Au moment où la grève des syndicats contre le statut des cheminots et l’ouverture à la concurrence de la SNCF secouent la France, certains se posent des questions sur l’avenir d’Emmanuel Macron. Pour le média britannique, Spectator, le jeune président français risque gros
Voici l’édito traduit de l’anglais au français par Cheikh Dieng, fondateur et rédacteur en chef du média www.lecourrier-du-soir.com
La lune de miel est finie pour Emmanuel Macron. Ses onze premiers mois passés à la tête de la France, c’était du gâteau. Ils ont été marqués par une croissance économique, une reconnaissance internationale et l’ouverture de musées au Moyen-Orient. Mais, le jeune président français se prépare désormais à des mois d’hostilité.

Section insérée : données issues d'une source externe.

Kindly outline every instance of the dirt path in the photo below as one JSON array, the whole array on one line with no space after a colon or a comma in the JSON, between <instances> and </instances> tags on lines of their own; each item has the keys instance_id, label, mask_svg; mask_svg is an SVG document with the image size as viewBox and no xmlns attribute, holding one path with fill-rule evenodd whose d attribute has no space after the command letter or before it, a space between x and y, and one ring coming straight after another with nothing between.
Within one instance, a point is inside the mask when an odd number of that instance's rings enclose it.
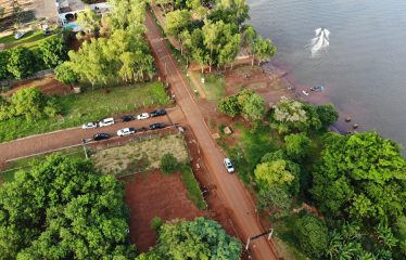
<instances>
[{"instance_id":1,"label":"dirt path","mask_svg":"<svg viewBox=\"0 0 406 260\"><path fill-rule=\"evenodd\" d=\"M43 152L51 152L53 150L63 148L72 145L81 143L83 139L92 138L94 133L106 132L112 136L116 136L117 130L126 127L148 127L154 122L164 122L170 125L169 117L172 114L178 114L179 108L169 108L168 116L153 117L145 120L134 120L129 122L120 122L119 118L116 118L116 123L110 127L96 128L83 130L81 128L72 128L60 130L51 133L33 135L24 139L18 139L8 143L0 144L0 161L7 161L13 158L20 158L24 156L35 155ZM118 122L117 122L118 120Z\"/></svg>"},{"instance_id":2,"label":"dirt path","mask_svg":"<svg viewBox=\"0 0 406 260\"><path fill-rule=\"evenodd\" d=\"M212 139L203 116L189 92L186 80L178 70L150 14L147 15L145 25L148 28L147 37L151 43L152 51L158 57L157 64L161 68L166 67L167 80L175 92L176 101L183 110L189 126L196 135L206 160L208 172L213 176L215 184L218 187L217 193L220 199L232 211L233 220L241 230L243 239L263 233L264 230L257 222L257 214L250 194L236 174L227 173L223 165L224 155ZM164 69L161 69L161 72L164 72ZM272 245L264 237L255 239L251 244L251 250L254 259L277 259Z\"/></svg>"}]
</instances>

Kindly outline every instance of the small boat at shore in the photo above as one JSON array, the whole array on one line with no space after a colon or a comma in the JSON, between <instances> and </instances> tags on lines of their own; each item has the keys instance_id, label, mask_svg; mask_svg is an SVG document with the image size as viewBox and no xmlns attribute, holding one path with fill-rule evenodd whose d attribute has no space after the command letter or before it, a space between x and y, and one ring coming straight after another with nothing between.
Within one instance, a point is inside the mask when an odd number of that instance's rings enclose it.
<instances>
[{"instance_id":1,"label":"small boat at shore","mask_svg":"<svg viewBox=\"0 0 406 260\"><path fill-rule=\"evenodd\" d=\"M321 91L325 90L325 87L322 87L322 86L312 87L310 90L312 91L321 92Z\"/></svg>"}]
</instances>

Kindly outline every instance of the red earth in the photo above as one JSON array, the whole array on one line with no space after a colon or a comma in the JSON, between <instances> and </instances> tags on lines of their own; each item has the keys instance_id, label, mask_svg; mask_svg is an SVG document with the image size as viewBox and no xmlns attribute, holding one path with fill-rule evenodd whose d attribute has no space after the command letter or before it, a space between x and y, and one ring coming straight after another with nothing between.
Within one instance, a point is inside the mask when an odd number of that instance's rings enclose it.
<instances>
[{"instance_id":1,"label":"red earth","mask_svg":"<svg viewBox=\"0 0 406 260\"><path fill-rule=\"evenodd\" d=\"M130 209L130 239L139 251L148 251L156 243L155 231L151 229L154 217L165 222L203 216L188 198L179 173L162 174L155 170L122 180L125 183L125 203Z\"/></svg>"}]
</instances>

« Guerre d’usure ». Voilà la une du journal Le Parisien de ce mardi. La une était illustrée par une image d’un des ennemis de Macron, une importante personnalité de la CGT, un syndicat de gauche à la ligne dure. De forte carrure, barbu et agressif, le syndicaliste Laurent Brun a promis que les mouvements syndicaux seront intransigeants pendant trois mois de grève.
Il faut dire que Macron est aussi déterminé que les grévistes et reste confiant de emporter la victoire. D’ailleurs, pendant la semaine de Pâques, les télévisions françaises ont diffusé une image du président entrant dans sa voiture. « Ne renonce pas face aux grévistes », lui lançait un passant. Macron lui répond, en lui serrant la main avec fermeté : « ne vous inquiétez pas ». Et sa confiance était inébranlable.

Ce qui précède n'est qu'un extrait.